These packets need to put in a temporary queue for processing, and then sent out as modified frames which are made up of X packets in one frame. That "queue" is currently implemented as a 2-page ring-queue. Page A is the one I write in, and page B holds the previous frame that must stay untouched, while it is read by the sending thread. I use 2 pages, because some sequences of packets may contain corrupt or missing data, so If the code decides to drop a whole frame (X packets ), its most efficient to ignore a whole page and use next, instead of trying to "fix" the ring queue contents. After some light processing on the packets, rip off the first header etc, payload of X packets is placed as a whole frame in an output buffer. They will be picked up by another thread, and sent out as a serial stream.
An example with numbers would be: receive 320 packets of 600 bytes, per second. For these every 16 make up a frame, so they must be processes as they arrive and build up a header-stripped payload of 16 * 510 bytes that makes up a full frame. And this full frame is to be copied in the output buffer and sent out serially.

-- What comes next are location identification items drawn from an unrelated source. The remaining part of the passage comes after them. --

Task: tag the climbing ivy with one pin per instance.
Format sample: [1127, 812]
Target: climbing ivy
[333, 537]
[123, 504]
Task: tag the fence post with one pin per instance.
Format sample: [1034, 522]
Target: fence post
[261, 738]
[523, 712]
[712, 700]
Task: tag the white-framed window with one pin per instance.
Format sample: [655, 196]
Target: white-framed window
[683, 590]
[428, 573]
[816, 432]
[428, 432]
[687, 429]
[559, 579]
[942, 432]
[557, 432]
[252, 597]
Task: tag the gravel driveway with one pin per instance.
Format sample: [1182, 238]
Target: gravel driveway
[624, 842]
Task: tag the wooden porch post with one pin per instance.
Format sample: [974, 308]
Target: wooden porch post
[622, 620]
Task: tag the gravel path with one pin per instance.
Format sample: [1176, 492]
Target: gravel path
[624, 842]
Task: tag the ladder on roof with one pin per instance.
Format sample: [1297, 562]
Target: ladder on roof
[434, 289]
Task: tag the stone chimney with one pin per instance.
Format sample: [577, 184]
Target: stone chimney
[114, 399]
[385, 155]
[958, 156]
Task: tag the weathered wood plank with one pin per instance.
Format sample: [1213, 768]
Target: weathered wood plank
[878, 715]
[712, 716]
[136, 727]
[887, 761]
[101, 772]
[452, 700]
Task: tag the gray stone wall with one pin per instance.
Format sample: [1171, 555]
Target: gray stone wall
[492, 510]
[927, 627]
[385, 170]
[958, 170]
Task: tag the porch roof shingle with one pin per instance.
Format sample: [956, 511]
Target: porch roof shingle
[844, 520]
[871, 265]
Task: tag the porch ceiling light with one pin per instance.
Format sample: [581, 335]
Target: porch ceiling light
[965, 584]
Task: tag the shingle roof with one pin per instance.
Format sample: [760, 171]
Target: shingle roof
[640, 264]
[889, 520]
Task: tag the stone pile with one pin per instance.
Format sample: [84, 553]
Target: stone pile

Since the output uses the RMT module, each byte of the 16 * 510 bytes, is translated into a 16 * 510 * 8 uint32 which is the suitable for RMT. To save RAM, this is done on the fly as RMT reads 32 values of these uint32, next chunk is converted and placed in the RMT buffer. And this will happen for approximately 20 frames /sec. Even-though the data rate is not high, because of the real-time streaming and 2-level processing, the job becomes somewhat heavy and RAM consuming.

If I could do some raw reception directly out of the wifi buffer and skip the lwip stack and socket handling, I could spare one stage of buffering. In other words if I could handle the wifi-receive H/W interrupt directly I would do all the header processing right there, and dump only the useful payload in the second stage buffer, ready for streaming out. Until now I haven't been able to do so, and from what I read, even a raw API for lwip, is not well supported in IDF.

I hope now it's clear what kind of RAM buffers I need, and what I am trying to do. Note that the first stage buffering needs to be ~150% larger that the expected data, since the wifi reception timing is not always stable, so I should be able to absorb fluctuations without dropping packets.
Thank you
Alex